Which may be considered as evidence that it would be helpful to have more people with varied backgrounds reviewing short stories.  If anyone wants to get into the rewarding (well, only intellectually) business of writing a column like this, let me know.

Okay, on to the business at hand.

Alan makes his living play the lute at renaissance festivals.  While hitchhiking to one on a highway he is stopped by state police officers who are baffled by the instrument, the man, and his costume.  "Dancing around in tights and slippers?"

Things go badly sideways and Alan winds up in prison.  But he has a plan on how to get out. It's a longshot, but any shot might be worth taking...

An intriguing tale.

Monday, January 17, 2022

One Tossed Match, by Joseph S. Walker

 "One Tossed Match," by Joseph S. Walker, in Cemetery Plots of Northern California, Capitol Crimes, 2021.

This is the fourth appearance in this space by Walker, his third with a 2021 publication.  That's unusual.

Also unusual is that this anthology appears to have come into existence without an editor.  Amazing when that happens.

Abe, the narrator, is an ex-con, now working as a bartender.  One day Russ Leopold shows up.

Forty years ago, in 1976, Russ and Gabe Booth and  I were in a crew, and I don't mean we rowed for Stanford. 

The crew committed armed robberies.  Gabe was the planner.  It went well until it didn't. After a botched diamond robbery Russ and Abe got lighter sentences by testifying against Gabe.

Now Russ has learned that Gabe is dead.  No one ever found the millions of dollars worth of diamonds that they stole.  Would Abe like to go to Gabe's little home in the country for a look-see?

This is a story that would fit comfortably in Ellery Queen's Black Mask department.  Don't go hunting for happy endings.

Monday, January 10, 2022

Book Drop, by Susan A. Bresniker


"Book Drop," by Susan A. Bresniker, in The Fish That Got Away, edited by Linda M. Rodriquez, Wildside Press, 2021.

I admit to bias on this one.  In fact I am doubly prejudiced.

First, it's about librarians, which is the occupation I pursued for more than forty years.  This is a double-edged sword, of course: If the writer doesn't know the library biz I get turned off immediately.  But Bresniker, being one of the gang herself, doesn't fall into that trap.

The second reason for my prejudice is more complicated.  See if you can figure it out.

The narrator is Arlie, who works at a public library.  Her colleague is Sal.  The director, their boss, is an obese and brilliant woman named Nora.

Many of you have figured it out by now.  Let me add that Nora is somehow wealthy enough to have a chef named Mitzie...

This is a clever homage to one of my favorite mystery writers.  Hence my biased enjoyment.

I will say that my suspension of disbelief had a hard time coping with Nora's wealth.  I have only known two millionaire librarians.  One inherited money.  The other founded a publishing house and sold it to a big company.  Both promptly left the biz.

But that didn't keep me from enjoying the strange of someone "stealing books for a library."

Sunday, January 2, 2022

Catch and Release, by Mark Thielman

"Catch and Release," by Mark Thielman, in The Fish That Got Away, edited by Linda M. Rodriquez, Wildside Press, 2021.

This is the seventh appearance in this column by my fellow SleuthSayer.

I let a murderer go today.

That's how the tale begins.
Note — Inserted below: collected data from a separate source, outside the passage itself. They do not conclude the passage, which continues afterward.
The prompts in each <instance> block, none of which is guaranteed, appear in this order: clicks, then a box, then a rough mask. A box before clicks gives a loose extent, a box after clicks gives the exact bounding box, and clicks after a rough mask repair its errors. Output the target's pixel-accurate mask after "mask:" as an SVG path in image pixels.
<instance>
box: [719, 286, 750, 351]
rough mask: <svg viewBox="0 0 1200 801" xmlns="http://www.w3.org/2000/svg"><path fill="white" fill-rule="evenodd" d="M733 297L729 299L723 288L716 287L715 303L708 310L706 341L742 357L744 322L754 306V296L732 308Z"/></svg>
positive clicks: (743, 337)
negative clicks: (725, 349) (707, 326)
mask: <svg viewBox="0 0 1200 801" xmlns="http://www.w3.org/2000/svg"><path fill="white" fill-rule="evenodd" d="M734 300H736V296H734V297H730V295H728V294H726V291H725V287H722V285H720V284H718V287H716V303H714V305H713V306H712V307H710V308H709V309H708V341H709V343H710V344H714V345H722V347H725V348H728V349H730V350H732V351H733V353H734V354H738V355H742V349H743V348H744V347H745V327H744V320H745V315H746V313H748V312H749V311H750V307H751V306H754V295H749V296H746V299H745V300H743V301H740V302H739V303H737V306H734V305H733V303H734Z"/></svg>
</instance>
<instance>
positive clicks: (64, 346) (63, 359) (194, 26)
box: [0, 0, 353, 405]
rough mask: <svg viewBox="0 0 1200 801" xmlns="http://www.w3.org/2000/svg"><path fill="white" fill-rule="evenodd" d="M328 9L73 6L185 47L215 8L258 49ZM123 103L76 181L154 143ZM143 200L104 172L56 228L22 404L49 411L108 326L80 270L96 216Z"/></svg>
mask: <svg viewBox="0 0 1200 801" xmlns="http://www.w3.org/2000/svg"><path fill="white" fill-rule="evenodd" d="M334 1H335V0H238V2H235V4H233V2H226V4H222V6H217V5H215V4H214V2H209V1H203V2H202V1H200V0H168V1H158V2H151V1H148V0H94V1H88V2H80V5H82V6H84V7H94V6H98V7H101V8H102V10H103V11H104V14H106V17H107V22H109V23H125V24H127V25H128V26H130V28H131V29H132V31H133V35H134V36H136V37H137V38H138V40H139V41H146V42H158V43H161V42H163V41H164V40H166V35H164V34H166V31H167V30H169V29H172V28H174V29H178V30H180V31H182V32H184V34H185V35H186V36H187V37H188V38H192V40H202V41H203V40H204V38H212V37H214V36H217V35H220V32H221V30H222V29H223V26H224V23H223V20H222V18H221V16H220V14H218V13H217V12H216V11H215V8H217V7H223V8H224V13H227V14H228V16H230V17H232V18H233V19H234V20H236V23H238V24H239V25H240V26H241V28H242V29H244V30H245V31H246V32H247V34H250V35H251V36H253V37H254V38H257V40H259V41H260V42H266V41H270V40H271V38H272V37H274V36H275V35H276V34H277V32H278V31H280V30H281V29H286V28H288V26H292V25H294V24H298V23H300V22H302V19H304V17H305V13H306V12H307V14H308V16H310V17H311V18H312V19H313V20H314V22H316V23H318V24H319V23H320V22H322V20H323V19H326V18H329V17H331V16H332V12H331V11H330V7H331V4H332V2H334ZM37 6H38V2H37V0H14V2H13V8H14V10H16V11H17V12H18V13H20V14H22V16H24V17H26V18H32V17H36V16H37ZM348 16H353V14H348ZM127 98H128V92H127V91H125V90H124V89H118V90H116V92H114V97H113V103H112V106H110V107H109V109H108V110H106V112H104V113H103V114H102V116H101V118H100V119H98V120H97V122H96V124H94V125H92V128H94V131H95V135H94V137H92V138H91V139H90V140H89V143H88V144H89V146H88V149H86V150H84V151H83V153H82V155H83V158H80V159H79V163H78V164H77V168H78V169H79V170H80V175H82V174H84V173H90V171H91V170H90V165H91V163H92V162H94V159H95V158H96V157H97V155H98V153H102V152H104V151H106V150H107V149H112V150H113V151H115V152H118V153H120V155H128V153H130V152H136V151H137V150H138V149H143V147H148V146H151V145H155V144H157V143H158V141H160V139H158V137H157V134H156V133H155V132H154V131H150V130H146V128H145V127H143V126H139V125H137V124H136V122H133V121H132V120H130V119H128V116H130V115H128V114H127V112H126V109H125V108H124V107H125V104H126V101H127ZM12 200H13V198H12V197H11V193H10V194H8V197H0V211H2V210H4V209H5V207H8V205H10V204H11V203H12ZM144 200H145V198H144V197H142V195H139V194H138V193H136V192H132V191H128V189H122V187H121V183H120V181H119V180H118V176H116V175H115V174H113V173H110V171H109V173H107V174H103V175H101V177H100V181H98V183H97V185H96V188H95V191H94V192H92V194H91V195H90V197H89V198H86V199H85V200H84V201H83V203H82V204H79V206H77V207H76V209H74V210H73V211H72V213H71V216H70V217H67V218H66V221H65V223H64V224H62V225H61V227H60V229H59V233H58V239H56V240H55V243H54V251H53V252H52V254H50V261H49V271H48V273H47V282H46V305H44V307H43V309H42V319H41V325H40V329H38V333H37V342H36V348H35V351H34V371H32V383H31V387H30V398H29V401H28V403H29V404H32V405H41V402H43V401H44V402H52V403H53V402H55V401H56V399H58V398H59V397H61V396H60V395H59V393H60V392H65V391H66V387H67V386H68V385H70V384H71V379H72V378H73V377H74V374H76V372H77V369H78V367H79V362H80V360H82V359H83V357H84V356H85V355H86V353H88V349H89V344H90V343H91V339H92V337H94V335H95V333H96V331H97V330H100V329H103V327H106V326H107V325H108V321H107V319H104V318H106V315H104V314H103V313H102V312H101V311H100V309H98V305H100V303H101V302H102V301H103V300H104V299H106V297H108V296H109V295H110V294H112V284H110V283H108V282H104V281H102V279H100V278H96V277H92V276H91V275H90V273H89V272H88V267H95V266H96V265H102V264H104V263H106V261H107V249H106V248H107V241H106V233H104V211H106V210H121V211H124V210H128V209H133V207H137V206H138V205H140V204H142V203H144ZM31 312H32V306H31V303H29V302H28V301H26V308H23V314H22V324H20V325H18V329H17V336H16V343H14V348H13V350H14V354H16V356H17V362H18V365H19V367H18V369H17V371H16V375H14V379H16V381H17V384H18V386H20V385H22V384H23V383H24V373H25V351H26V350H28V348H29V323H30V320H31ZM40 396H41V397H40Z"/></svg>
You might feel that the prosecutor is being a little hard on himself, because he did try his best to get Thomas Edmonds convicted.  (Didn't he?)

He walks you through the trial, through every maddening moment that caused his case to slip away.  And through it all Edmonds sits there, as unconcerned as a bystander at a church picnic.  No wonder the narrator is so upset.  But then unexpected things happen.

You could argue that this story is a stunt. Ah, but it is a satisfying stunt.